Portes ouvertes de l’éna : Les jeunes découvrent l’aérospatiale et ses perspectives d’emploi intéressantes!

27 février 2017

À l’approche du 1er mars, date limite pour les demandes d’admission au SRAM, quelques 450 visiteurs étaient présents à la journée Portes ouvertes de l’École nationale d’aérotechnique (ÉNA). Les jeunes ont pu profiter de leur passage pour valider leur choix entre les programmes techniques en Maintenance d’aéronefs, Génie aérospatial et Avionique et pour découvrir les perspectives d’emplois intéressantes en aérospatiale.

Sur le parcours, plusieurs démonstrations animées par des enseignants et étudiants attendaient les participants : conception assistée par ordinateur, contrôle de la qualité, aérodynamisme, laboratoire avionique, etc. Pour une 4e année consécutive, des futures étudiantes se sont regroupées lors de l’activité Sortie de filles qui leur a offert une occasion privilégiée de découvrir la place des filles dans ce milieu traditionnellement masculin. Des représentants d’une dizaine d’entreprises aéronautiques étaient également présents aux Portes ouvertes afin d’informer les visiteurs sur les possibilités d’emplois.

Une carrière unique dans un secteur en croissance

Alors qu’on observe une progression des perspectives d’emploi, les étudiants qui choisissent un programme de l’ÉNA accèderont à des carrières prometteuses et uniques. Selon le Conseil canadien de l’aviation et de l’aérospatiale, l’industrie connaîtra une croissance de 5 % par année jusqu’en 2030. Au Québec seulement, quelque 40 340 postes seront à pourvoir d’ici 2026 selon les dernières données recensées par le CAMAQ (Comité sectoriel de main-d’œuvre en aérospatiale).

Cette industrie, l’une des plus importantes au pays, offre des carrières très diversifiées et stimulantes, que ce soit dans le secteur manufacturier, où les avions et leurs composantes sont fabriqués, ou encore dans le transport aérien, où il faut entretenir et réparer un avion ou un hélicoptère afin de lui permettre de voler. Peu importe le poste occupé, les diplômés de l’ÉNA travailleront dans un domaine de hautes technologies où les défis sont nombreux.

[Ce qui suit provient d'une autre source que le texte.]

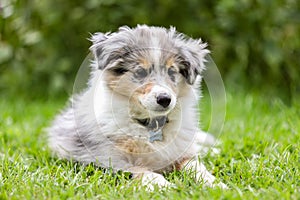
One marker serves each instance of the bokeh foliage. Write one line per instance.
(255, 43)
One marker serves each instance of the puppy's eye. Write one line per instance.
(119, 71)
(172, 73)
(140, 73)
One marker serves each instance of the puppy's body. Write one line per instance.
(138, 113)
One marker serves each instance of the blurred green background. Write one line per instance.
(255, 43)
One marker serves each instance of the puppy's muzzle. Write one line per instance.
(163, 99)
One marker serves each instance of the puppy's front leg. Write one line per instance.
(149, 178)
(201, 173)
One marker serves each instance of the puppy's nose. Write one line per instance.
(163, 99)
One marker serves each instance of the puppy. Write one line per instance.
(138, 113)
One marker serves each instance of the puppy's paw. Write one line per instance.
(152, 180)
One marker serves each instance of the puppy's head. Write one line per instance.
(152, 67)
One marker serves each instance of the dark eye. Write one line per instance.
(172, 73)
(119, 71)
(140, 73)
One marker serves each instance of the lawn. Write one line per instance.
(259, 156)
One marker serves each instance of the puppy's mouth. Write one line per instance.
(154, 126)
(154, 122)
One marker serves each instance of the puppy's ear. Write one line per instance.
(192, 59)
(99, 49)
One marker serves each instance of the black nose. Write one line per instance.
(164, 100)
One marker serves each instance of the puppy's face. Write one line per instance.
(152, 67)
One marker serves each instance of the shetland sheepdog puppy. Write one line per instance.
(138, 113)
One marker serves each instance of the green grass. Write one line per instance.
(259, 157)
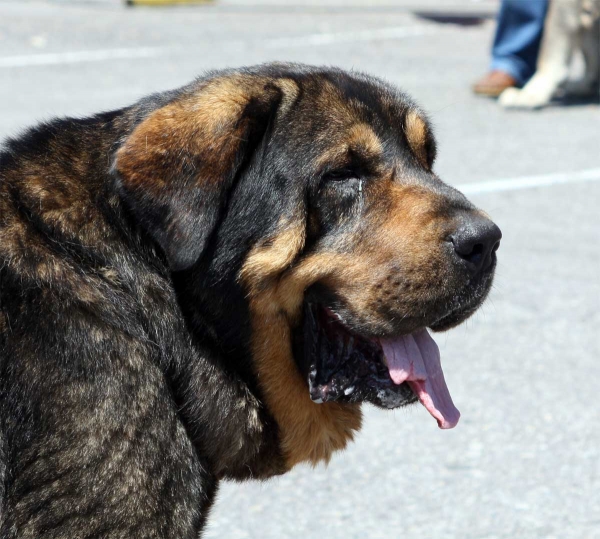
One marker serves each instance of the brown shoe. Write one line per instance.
(494, 83)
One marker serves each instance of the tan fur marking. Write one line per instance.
(416, 134)
(363, 137)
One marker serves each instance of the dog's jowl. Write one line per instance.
(208, 284)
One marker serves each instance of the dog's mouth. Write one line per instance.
(389, 372)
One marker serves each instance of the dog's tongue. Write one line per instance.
(415, 359)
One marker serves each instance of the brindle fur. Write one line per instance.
(153, 262)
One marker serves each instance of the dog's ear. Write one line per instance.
(175, 169)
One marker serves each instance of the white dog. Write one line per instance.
(570, 25)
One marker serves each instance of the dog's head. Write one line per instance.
(301, 207)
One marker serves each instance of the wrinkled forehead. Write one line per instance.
(341, 118)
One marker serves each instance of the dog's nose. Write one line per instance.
(475, 241)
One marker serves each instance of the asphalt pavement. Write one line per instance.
(524, 461)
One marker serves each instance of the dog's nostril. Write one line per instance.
(476, 241)
(475, 255)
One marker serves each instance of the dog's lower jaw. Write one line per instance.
(309, 432)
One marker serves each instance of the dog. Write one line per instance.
(208, 284)
(570, 25)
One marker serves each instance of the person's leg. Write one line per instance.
(518, 36)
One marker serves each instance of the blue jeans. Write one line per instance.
(518, 36)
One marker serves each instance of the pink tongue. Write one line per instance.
(415, 359)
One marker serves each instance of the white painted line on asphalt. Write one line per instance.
(78, 57)
(529, 182)
(310, 40)
(375, 34)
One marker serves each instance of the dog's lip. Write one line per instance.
(414, 359)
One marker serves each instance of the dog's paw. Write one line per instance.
(512, 98)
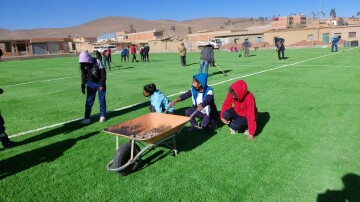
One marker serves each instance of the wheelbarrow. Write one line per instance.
(152, 129)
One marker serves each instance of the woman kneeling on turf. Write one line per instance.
(203, 103)
(158, 101)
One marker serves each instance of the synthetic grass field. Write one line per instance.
(307, 146)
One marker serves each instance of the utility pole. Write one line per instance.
(319, 20)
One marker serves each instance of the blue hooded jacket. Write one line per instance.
(208, 99)
(160, 102)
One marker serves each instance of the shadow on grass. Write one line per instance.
(350, 192)
(29, 159)
(262, 119)
(75, 125)
(64, 129)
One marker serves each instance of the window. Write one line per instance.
(310, 37)
(352, 34)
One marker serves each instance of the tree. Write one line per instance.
(341, 22)
(333, 13)
(189, 30)
(132, 29)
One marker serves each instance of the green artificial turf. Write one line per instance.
(307, 146)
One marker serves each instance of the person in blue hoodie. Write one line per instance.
(202, 101)
(334, 42)
(158, 101)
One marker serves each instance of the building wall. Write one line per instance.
(295, 35)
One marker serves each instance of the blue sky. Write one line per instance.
(32, 14)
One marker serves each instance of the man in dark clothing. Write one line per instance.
(280, 48)
(6, 142)
(93, 77)
(203, 103)
(206, 58)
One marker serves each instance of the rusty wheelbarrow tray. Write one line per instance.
(153, 128)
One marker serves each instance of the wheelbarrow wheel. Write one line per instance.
(123, 155)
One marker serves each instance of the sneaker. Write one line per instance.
(193, 128)
(102, 119)
(9, 145)
(85, 121)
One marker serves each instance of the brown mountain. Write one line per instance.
(114, 24)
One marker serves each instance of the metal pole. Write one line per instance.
(319, 20)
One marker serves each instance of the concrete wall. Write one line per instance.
(295, 35)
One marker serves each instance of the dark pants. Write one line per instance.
(282, 54)
(205, 119)
(3, 137)
(92, 88)
(183, 60)
(237, 122)
(134, 57)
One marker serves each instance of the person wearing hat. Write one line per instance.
(246, 47)
(93, 77)
(182, 51)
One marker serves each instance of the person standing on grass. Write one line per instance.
(206, 58)
(246, 47)
(334, 42)
(1, 53)
(280, 47)
(109, 57)
(146, 53)
(5, 141)
(93, 77)
(203, 103)
(142, 53)
(182, 51)
(133, 53)
(106, 53)
(98, 55)
(158, 101)
(239, 110)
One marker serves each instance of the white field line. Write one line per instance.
(43, 81)
(137, 104)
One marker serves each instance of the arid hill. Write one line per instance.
(114, 24)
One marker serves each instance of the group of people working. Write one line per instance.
(238, 111)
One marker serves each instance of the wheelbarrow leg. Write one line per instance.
(174, 143)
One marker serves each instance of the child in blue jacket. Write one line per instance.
(158, 101)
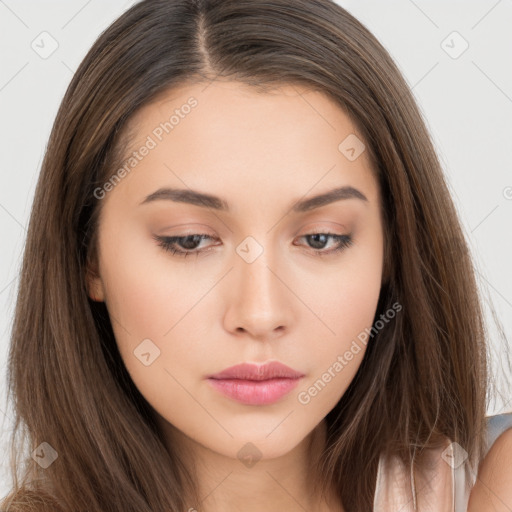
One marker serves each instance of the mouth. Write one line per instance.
(253, 384)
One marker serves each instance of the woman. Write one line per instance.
(245, 284)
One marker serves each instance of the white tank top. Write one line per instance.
(445, 486)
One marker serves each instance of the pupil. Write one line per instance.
(190, 241)
(316, 238)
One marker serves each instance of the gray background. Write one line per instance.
(466, 98)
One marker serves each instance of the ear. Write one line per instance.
(94, 284)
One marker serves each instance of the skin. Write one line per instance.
(260, 152)
(493, 488)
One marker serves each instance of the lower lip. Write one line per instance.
(253, 392)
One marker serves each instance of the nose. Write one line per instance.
(260, 304)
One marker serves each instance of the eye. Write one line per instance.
(320, 240)
(188, 244)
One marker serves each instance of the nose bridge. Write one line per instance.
(255, 259)
(260, 301)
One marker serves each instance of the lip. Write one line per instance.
(254, 384)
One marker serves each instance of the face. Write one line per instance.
(262, 271)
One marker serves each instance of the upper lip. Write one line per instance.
(251, 371)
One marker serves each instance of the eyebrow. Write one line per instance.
(209, 201)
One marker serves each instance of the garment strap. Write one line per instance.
(443, 487)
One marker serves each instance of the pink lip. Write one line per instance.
(253, 384)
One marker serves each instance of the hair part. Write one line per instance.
(427, 367)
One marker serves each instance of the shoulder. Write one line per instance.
(492, 491)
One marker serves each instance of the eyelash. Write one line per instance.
(168, 243)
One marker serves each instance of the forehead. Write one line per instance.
(220, 133)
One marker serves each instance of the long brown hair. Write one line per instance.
(424, 375)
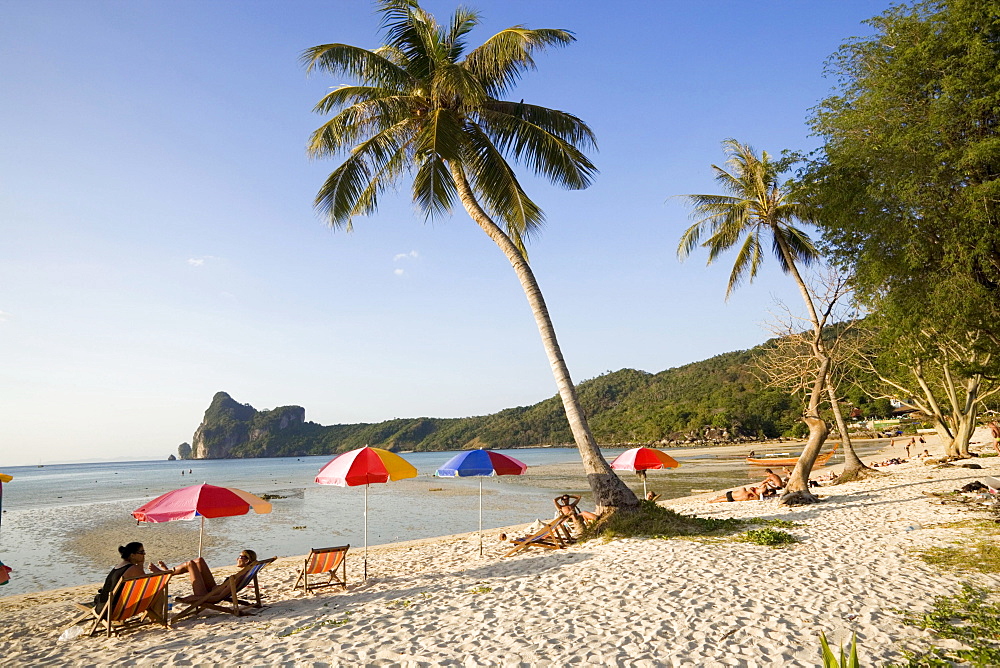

Des diplômés en emploi… et à l’université

Au terme de leurs études collégiales, les étudiants ont le choix de poursuivre des études universitaires ou accéder directement au marché du travail. Ainsi, chaque année, de 30 à 40 % des diplômés de l’ÉNA choisissent de poursuivre des études universitaires en génie. Pour ceux qui décident d’aller sur le marché du travail, les possibilités de trouver un emploi rapidement sont excellentes, alors que les taux de placement moyens des trois dernières années des diplômés se maintiennent entre 85 et 94 %, selon le programme d’études. Les diplômés travailleront dans les grands centres alors que d’autres feront le choix de travailler en régions éloignées.

À propos de l’École nationale d’aérotechnique

Fondée en 1964, l’École nationale d’aérotechnique (ÉNA) est aujourd’hui la plus importante maison d’enseignement en aérotechnique en Amérique du Nord et la seule au Québec à former des techniciens en aéronautique. Grâce à ses trois programmes collégiaux uniques en Techniques de génie aérospatial (incluant le DEC-BAC en Génie aérospatial), en Techniques de maintenance d’aéronefs et en Techniques d’avionique (incluant le DEC-BAC en Avionique) et à ses installations d’une valeur de 85 M$, qui comprennent 5 hangars abritant 36 aéronefs, l’ÉNA forme une main-d’œuvre technique spécialisée très demandée. Réputé pour son expertise et sa polyvalence, le Centre de service aux entreprises et de formation continue de l’ÉNA propose quant à lui des solutions intégrées de formation en entreprise répondant à leurs besoins spécifiques.